RUSSIAN RESURRECTION FILM FESTIVAL: Chilly cynicism and smug judgement are not great qualities in a romantic comedy-drama. Nor is barely legal sexiness but, despite featuring a star-making turn by his leading 'lady’, Roman Karimov’s Inadequate People asks audiences to accept all three, in large dollops.
The protagonist, Vitalik (Ilya Lyubimoff), is pretty messed up despite a new job and a small but comfortable apartment – he’s deep into personal therapy to combat alcohol dependency, anger management problems and issues of grief stemming from the car accident that killed his true love. That said, he’s a veritable rock compared to the stock rom-com supports writer/director Karimov constructs as everyday Russian citizens: a sex-obsessed boss (Yuliya Takshina) who seeks to dominate Vitalik in daily office trysts; an ice-cold co-worker (Anastasiya Fedorkova) who delights in Vitalik’s despairing plight; and a therapist (Yevgeni Tsyganov), who’s a short-tempered, bullying creep with his own dark urges.
The only truly human connection Vitalik is able to make is with his smart-mouth neighbour, 17-year-old Kristina (Ingrid Olerinskaya), a fellow outcast, distanced from her family thanks to adolescent angst and an intolerance of pretence. Vitalik is a translator for a glossy magazine and Kristina is struggling with school-level English (the two find a common language... geddit?), and soon they team up for late night city sojourns where they grow increasingly dependent upon one another. (This is especially true in Kristina’s dealings with Artem Dushkin’s Artur, a sexist suitor who constantly pushes Vitalik’s subdued buttons.)

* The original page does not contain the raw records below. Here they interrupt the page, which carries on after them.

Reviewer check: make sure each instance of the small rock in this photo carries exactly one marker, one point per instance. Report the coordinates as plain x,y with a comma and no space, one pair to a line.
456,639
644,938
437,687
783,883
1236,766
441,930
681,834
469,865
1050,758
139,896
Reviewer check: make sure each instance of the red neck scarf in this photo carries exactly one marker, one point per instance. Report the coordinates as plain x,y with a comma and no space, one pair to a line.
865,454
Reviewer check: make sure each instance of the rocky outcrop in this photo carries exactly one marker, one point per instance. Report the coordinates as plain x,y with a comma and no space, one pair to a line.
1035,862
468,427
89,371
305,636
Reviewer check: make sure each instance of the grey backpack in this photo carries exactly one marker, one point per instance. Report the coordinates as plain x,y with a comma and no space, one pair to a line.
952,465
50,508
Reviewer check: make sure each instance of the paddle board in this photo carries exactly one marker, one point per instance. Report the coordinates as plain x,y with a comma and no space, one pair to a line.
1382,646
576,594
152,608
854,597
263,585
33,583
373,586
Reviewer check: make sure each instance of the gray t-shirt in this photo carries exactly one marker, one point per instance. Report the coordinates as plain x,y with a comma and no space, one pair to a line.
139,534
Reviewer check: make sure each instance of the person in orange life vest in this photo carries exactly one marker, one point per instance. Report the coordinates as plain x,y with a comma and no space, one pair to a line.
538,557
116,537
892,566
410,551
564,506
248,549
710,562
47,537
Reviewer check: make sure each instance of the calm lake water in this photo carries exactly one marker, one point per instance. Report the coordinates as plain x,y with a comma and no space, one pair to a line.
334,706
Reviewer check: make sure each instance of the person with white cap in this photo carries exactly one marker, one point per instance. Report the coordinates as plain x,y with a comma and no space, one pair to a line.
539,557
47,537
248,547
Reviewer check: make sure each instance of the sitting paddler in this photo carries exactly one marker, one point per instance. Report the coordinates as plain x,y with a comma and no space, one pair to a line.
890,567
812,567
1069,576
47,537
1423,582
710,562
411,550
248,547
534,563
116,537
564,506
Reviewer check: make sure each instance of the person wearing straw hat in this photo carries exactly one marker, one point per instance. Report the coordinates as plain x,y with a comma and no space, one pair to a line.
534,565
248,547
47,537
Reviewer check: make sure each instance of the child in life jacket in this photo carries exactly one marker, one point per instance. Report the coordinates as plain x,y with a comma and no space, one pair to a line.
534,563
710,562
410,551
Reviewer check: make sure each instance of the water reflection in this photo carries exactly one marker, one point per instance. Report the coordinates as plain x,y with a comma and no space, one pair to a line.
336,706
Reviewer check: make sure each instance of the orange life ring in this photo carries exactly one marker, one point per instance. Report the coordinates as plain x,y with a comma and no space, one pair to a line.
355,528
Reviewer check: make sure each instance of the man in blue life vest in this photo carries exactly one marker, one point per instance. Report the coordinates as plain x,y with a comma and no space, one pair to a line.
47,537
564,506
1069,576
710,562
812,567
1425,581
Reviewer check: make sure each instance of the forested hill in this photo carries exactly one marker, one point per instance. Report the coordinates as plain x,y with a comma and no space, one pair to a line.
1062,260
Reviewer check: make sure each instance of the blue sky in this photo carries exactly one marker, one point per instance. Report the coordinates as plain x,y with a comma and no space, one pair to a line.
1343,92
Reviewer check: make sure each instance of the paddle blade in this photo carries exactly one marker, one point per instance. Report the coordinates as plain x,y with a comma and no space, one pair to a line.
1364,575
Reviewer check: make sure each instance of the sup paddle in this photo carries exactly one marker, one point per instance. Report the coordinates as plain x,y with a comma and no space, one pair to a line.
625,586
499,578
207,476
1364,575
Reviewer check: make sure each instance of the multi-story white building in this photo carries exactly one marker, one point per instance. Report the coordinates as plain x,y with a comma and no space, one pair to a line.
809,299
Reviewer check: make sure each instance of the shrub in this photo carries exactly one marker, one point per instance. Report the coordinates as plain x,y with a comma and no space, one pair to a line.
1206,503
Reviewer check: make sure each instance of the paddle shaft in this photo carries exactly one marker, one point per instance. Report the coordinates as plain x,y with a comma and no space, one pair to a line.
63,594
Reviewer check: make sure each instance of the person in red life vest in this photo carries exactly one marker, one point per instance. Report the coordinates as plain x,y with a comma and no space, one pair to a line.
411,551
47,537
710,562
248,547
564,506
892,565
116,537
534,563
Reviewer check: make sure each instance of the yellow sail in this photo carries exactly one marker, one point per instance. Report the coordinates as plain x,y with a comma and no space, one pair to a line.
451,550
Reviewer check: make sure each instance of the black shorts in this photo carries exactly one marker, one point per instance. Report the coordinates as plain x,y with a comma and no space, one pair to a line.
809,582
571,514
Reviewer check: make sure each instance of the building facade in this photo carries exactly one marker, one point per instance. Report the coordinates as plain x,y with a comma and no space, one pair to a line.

Inadequate People unfolds on the back of some occasionally insightful dialogue staged in a series of otherwise over-scripted meet-cutes; there is a rhythmic haughtiness to the way everyone speaks, as if they all know they are in a quirky low-budgeter destined for festival adoration. This is not necessarily a bad attribute (ask fans of Wes Anderson and Noah Baumbach), but all of Karimov’s characters bar Vitalik and Kristina come across as scantly-drawn devices rather than fleshed-out people. (Kristina’s mother Julia, played with warmth by Marina Zaytseva, is the only exception.)
Most contentious of all, Karimov plays his hand early on with a pointed reference to a certain New York-based Jewish comedian with a well-publicised predilection for very young women. The throwaway line seems odd at such an early juncture in the film, but its relevance (and associated awkwardness) emerges as the film progresses; the filmmaker’s thematic message seems to emerge as one of endorsement for love’s connection, regardless of age,
The matter of Russia’s historically low age of consent (as recently as 1998 it was 14, later raised to 16) might render this mismatched pairing commonplace, but that’s debatable.
Karimov’s thirty-something leading man is lean, square-jawed and slight of stature; his 17-year-old girl carries with her the worldview of someone twice her age and, in all frankness, exudes the come-hither allure of an experienced woman. Respectfully, the casting of Lyubimoff and Olerinskaya best serves the director’s intent in purely aesthetic terms. Some self-deprecating humour in the film’s final moments is not enough to dispel the morally-ambiguous nature of the film’s central romance, especially as the final scene is coupled with a peeping-tom POV shot through a car back window that seems especially insidious.
Karimov has packaged a Todd Solondz-like slice of squirm-cinema as an 'outsider romance’. But Solondz would have the guts to tell it like it is; Karimov gift-wraps it in coyness and idiosyncrasy.